For table metadata, schema information, and sample data:

database:
  registry_name: openai              # openai or sentence-transformers
  model_name: text-embedding-v3-small
  dim_size: 1024
  batch_size: 10
  target_model: openai               # Reference to agent.models

Configuration Parameters:

  • registry_name: Embedding provider type (openai or sentence-transformers)
  • model_name: Specific embedding model to use
  • dim_size: Output embedding dimension size
  • batch_size: Number of texts to process in each batch
  • target_model: LLM model key from agent.models (for OpenAI embeddings)

Document Embeddings

For knowledge base documents and extended documentation:

document:
  model_name: all-MiniLM-L6-v2       # Lightweight model (~100MB)
  dim_size: 384                      # Smaller dimension for efficiency

Metric Embeddings

For business metrics and KPI definitions:

metric:
  model_name: all-MiniLM-L6-v2       # Consistent with document embeddings
  dim_size: 384                      # Matching dimension size

Embedding Provider Options

OpenAI Embeddings (Cloud)

For high-quality embeddings with cloud API:

database:
  registry_name: openai
  model_name: text-embedding-v3-small    # or text-embedding-v3-large
  dim_size: 1536                         # 1536 for v3-small, 3072 for v3-large
  batch_size: 10                         # Adjust based on rate limits
  target_model: openai                   # Must reference valid model in agent.models

Environment Variables

Ensure your OpenAI API key is configured:

export OPENAI_API_KEY="your_openai_api_key"

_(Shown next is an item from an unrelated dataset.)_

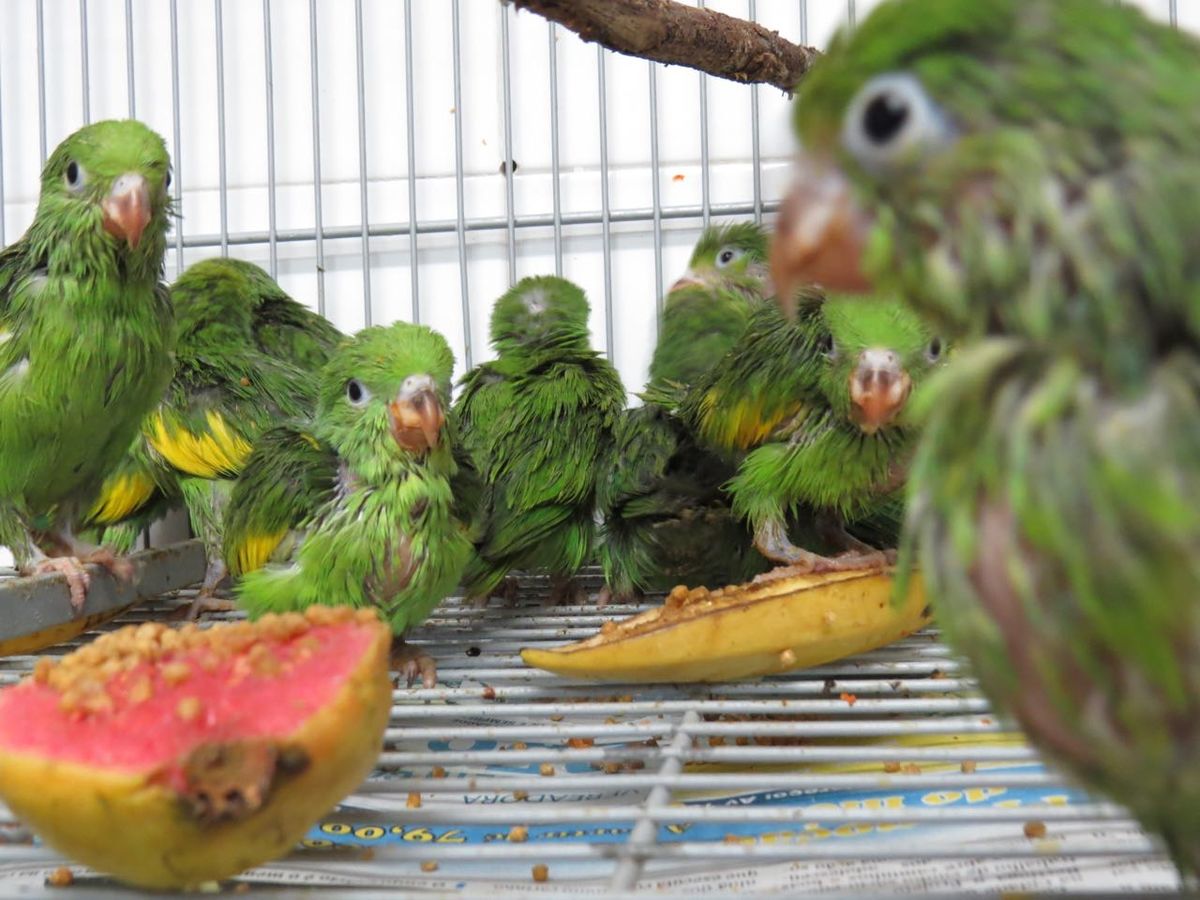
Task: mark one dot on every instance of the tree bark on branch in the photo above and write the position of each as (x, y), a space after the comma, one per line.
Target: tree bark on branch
(669, 31)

Sentence Transformers (Local)

For local embedding models without external API calls:

database:
  registry_name: sentence-transformers   # Default local provider
  model_name: all-MiniLM-L6-v2          # Lightweight option
  dim_size: 384

Alternative Local Models

Consider these high-quality alternatives:

  • intfloat/multilingual-e5-large-instruct: 1.2GB, 1024 dimensions, multilingual
  • BAAI/bge-large-en-v1.5: 1.2GB, 1024 dimensions (English optimized)
  • BAAI/bge-large-zh-v1.5: 1.2GB, 1024 dimensions (Chinese optimized)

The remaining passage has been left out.